Simon Johnson, who is chief executive of the Jewish Leadership Council, said: “If so many of these cases are serious enough to be referred to the police and yet Labour is dragging their heels in dealing with them, that clearly contributes to the complete lack of confidence that the Jewish community has in the way that Labour is dealing with these at the moment.
“If Jeremy Corbyn was a competent leader of the Labour Party, he would have already dealt with these cases of anti-Semitism months ago.
“He would have rid this party of the stain that now affects them.”
Labour sources admitted the party does not report complaints to the police but advises victims to do so.
They told the Daily Express many of the complaints in the leaked dossier were being investigated by the party’s disciplinary committee.
Labour’s Luciana Berger, a Jewish MP who has told how she receives abuse over the phone, retweeted calls for the party to refer the complaints to police.
But Adam Langleben, a former councillor who sent screenshots of anti-Semitic abuse written by Labour members to the party, said on Twitter: “A barrister and former head of hate crime for the Met Police say that a number meet the threshold for prosecution under hate crime laws.
“Why is Labour not referring these cases to the police?”
Met Police Commissioner Cressida Dick, speaking to broadcaster Nick Ferrari on LBC, confirmed the leaked dossier would be investigated by specialist hate crime officers. She said: “We take hate crime very seriously. If somebody makes an allegation to us, absolutely we will take it seriously, we will scope it, we will see if a crime has taken place. “First instance, does it look like a crime, which is perhaps what Mak has done. I will pass this to my experts to deal with.
“We’ll see if a crime has been committed.”

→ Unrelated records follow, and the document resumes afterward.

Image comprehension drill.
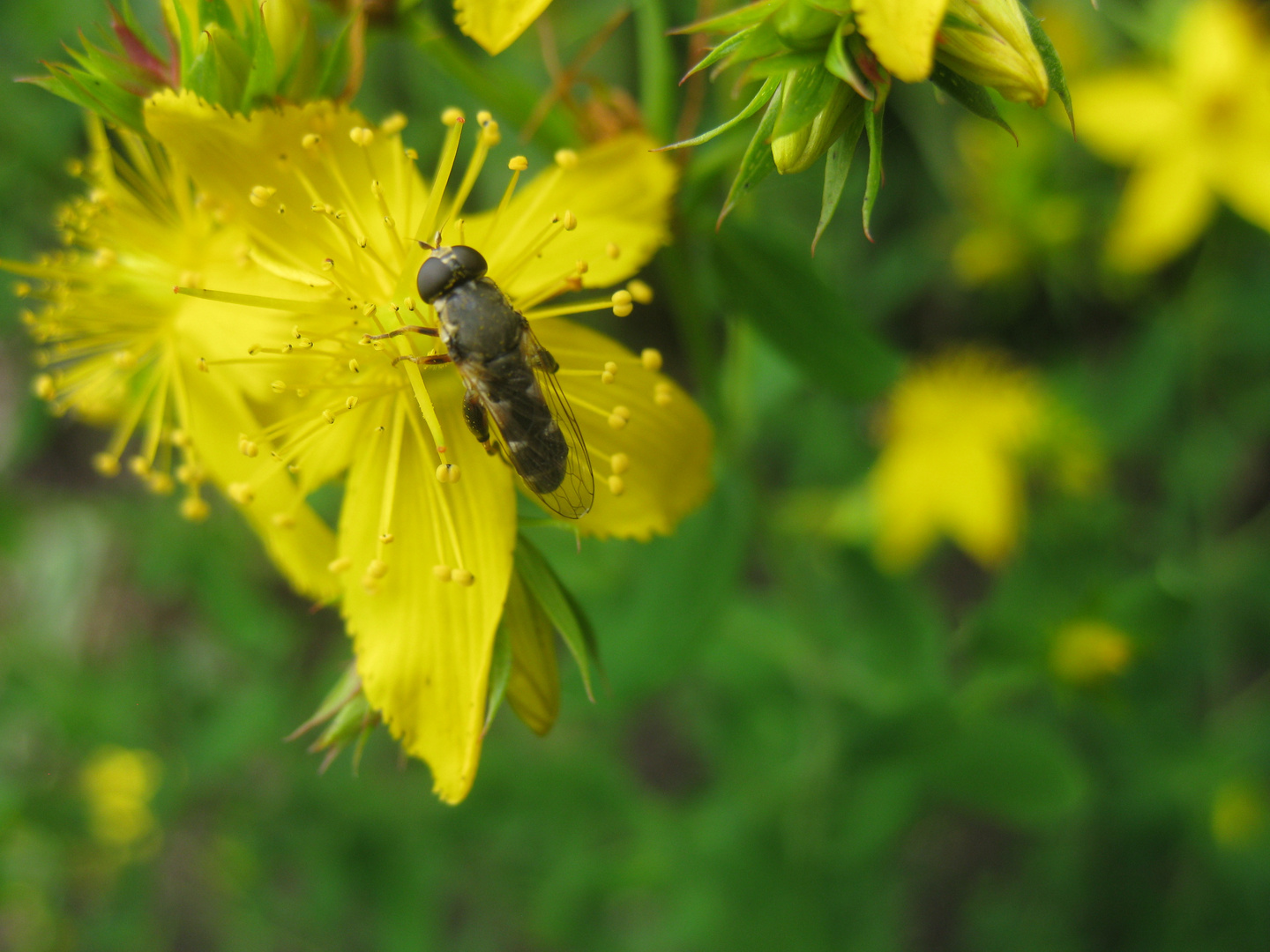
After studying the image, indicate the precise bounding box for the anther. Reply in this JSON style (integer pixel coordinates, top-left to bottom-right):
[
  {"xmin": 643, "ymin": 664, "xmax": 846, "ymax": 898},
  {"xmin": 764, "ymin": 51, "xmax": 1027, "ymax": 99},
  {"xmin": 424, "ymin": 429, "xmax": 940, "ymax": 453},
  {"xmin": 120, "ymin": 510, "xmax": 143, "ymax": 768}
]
[
  {"xmin": 225, "ymin": 482, "xmax": 255, "ymax": 505},
  {"xmin": 180, "ymin": 496, "xmax": 211, "ymax": 522},
  {"xmin": 93, "ymin": 453, "xmax": 119, "ymax": 477},
  {"xmin": 248, "ymin": 185, "xmax": 278, "ymax": 208},
  {"xmin": 626, "ymin": 278, "xmax": 653, "ymax": 305}
]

Labour’s ruling National Executive Committee yesterday met to discuss endorsing the International Holocaust Remembrance Alliance’s guidelines on anti-Semitism. But the insertion of a caveat by the NEC to allow criticism of Israel provoked fury.

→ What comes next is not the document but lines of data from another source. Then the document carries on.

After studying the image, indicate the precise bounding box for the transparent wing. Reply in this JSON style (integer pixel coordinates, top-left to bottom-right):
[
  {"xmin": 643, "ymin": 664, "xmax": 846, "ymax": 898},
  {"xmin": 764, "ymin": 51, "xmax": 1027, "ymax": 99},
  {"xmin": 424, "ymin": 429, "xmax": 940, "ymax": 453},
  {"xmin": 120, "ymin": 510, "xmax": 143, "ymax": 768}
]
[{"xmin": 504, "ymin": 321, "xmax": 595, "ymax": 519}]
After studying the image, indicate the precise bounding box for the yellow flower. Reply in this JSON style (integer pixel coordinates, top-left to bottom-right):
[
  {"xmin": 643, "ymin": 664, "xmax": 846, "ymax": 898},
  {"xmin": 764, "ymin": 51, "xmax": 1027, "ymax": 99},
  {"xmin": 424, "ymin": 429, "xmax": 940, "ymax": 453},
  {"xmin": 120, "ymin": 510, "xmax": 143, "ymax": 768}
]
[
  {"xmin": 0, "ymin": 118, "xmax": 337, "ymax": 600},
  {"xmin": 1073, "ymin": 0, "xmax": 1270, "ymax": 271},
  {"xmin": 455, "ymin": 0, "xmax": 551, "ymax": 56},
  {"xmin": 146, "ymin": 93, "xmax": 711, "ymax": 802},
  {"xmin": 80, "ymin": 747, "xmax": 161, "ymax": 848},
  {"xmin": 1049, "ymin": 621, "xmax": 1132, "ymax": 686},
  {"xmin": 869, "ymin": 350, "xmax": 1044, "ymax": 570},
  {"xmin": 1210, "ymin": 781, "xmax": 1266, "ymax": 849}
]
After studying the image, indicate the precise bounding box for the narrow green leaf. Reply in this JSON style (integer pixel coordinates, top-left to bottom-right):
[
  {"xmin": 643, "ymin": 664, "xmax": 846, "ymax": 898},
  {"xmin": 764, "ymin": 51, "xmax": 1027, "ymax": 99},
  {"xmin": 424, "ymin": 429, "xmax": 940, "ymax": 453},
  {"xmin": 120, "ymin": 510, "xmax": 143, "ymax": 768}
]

Jennifer Gerber, director of Labour Friends of Israel, said: “Labour appears determined to provide a safe space for anti-Semites. This decision is a sad reflection on Jeremy Corbyn’s leadership of the party and the culture it has instilled.”
Senior backbencher John Mann earlier warned that British Jews are leaving the country amid the row.
He said: “That is where we have got to, and it is a lack of leadership at the top of the Labour Party, not just, but including Jeremy Corbyn, and this appalling national executive who have... tried to mess around with a very humdrum, mundane definition of anti-Semitism that left (wing) parties across the world have
been happy to accept along with everyone else. We are now seeing the first British Jewish people leaving – that is the state we are in, that is the responsibility of the Labour Party.
“It’s not a small problem, it’s a big problem and it needs sorting.” Professor David Feldman, an academic who helped steer the party’s official anti-Semitism inquiry two years ago, said “parts of the leadership have had great difficulty in recognising anti-Semitism even when it’s in front of them”.
He added: “The question is whether adopting IHRA definition is going to be enough. It looks as if the party is going to adopt it.
“But whether the definition is able to do everything that the Jewish leadership and its supporters in the Labour Party hope it will be able to do is a different question. What is more important is for the party to build on the IHRA definition to engage in a programme of education so that members are better able to recognise anti-Semitism.”
A Labour spokesperson said: “The Labour Party has a robust system for investigating complaints of alleged breaches of rules by its members.
“Where someone feels they have been a victim of crime they should report it to the police.”